Je trekt regelmatig baantjes in het zwembad. Je denkt dat je goed kunt zwemmen en wilt tijdens jouw vakantie de plaatselijke recreatieplas oversteken. Je denkt dat dat moet lukken met jouw conditie. Halverwege de recreatieplas blijkt het toch verder zwemmen dan je dacht. Het water in het midden van de recreatieplas is enorm koud. Je spieren verstijven. Je kon toch goed zwemmen?
In dit geval blijk je zwemveilig te zijn in het zwembad, maar niet in een recreatieplas. In het zwembad heb je te maken met een gecontroleerde omgeving, aangename watertemperatuur en een overzichtelijke afstand naar de kant. Jouw vaardigheden zijn voldoende in een zwembad, maar niet voldoende in een recreatieplas. Dit voorbeeld geeft aan dat er verschillende niveaus van zwemvaardigheid zijn.
Nationale Norm Zwemveiligheid
Ieder niveau van zwemvaardigheid is gekoppeld aan een diploma van het Zwem-ABC. Je voldoet pas aan de Nationale Norm Zwemveiligheid als je het volledige Zwem-ABC op zak hebt. De Zwemdiploma’s A en B zijn tussenstappen naar het complete Zwem-ABC. Deze niveaus sluiten aan op de Nederlandse infrastructuur van zwemwater waar volwassenen en kinderen zwemmen:
- Zwemdiploma A: je beheerst vaardigheden voor een zwembad zonder attracties.
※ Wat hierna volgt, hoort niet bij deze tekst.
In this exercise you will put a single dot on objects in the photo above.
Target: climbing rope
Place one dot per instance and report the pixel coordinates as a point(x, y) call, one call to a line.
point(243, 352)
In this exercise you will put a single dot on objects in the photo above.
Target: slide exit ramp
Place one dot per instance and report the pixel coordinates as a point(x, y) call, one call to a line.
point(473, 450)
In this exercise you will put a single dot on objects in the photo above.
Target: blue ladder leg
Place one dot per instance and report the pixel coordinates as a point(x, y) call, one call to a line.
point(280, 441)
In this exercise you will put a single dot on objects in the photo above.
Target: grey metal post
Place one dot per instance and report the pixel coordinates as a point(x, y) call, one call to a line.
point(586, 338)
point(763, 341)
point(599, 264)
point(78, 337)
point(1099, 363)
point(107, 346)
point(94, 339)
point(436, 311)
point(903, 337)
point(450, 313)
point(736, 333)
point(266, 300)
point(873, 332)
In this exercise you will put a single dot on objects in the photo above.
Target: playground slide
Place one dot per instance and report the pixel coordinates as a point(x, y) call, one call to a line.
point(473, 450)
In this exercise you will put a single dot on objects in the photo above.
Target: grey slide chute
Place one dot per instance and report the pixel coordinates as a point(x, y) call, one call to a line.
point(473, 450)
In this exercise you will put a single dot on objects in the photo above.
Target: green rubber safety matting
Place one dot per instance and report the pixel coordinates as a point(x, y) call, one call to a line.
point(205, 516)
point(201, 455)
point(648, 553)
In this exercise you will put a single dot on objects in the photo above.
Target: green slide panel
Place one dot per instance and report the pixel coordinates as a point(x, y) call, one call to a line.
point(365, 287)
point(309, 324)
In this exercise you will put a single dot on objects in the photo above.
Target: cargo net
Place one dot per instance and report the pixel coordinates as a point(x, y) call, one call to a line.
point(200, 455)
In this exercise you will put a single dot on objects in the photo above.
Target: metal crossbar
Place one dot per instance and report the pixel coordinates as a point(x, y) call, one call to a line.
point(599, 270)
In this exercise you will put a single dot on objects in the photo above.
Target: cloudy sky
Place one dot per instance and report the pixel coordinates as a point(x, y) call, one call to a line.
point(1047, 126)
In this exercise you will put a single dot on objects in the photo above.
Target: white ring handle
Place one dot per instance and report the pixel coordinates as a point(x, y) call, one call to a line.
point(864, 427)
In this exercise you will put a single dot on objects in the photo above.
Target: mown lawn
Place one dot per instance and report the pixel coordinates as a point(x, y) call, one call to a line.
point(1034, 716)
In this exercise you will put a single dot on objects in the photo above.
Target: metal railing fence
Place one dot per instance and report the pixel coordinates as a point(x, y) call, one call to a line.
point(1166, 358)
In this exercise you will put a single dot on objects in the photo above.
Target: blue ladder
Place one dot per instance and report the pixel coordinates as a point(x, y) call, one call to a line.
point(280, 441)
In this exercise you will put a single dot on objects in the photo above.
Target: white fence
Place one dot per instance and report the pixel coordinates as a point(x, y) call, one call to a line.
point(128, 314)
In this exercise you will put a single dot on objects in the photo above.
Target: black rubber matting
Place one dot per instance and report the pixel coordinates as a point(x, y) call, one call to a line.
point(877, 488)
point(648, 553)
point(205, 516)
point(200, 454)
- Zwemdiploma B: je beheerst vaardigheden voor een zwembad met attracties, zoals een (wildwater)glijbaan, een golfslagbassin en een stroomversnelling.
- Zwemdiploma C: je beheerst vaardigheden voor een zwembad met attracties en in open water zonder stroming of grote golfslag, zoals recreatieplassen en bredere sloten/vaarten (behalve in de zee). Met dit diploma voldoe je aan de Nationale Norm Zwemveiligheid.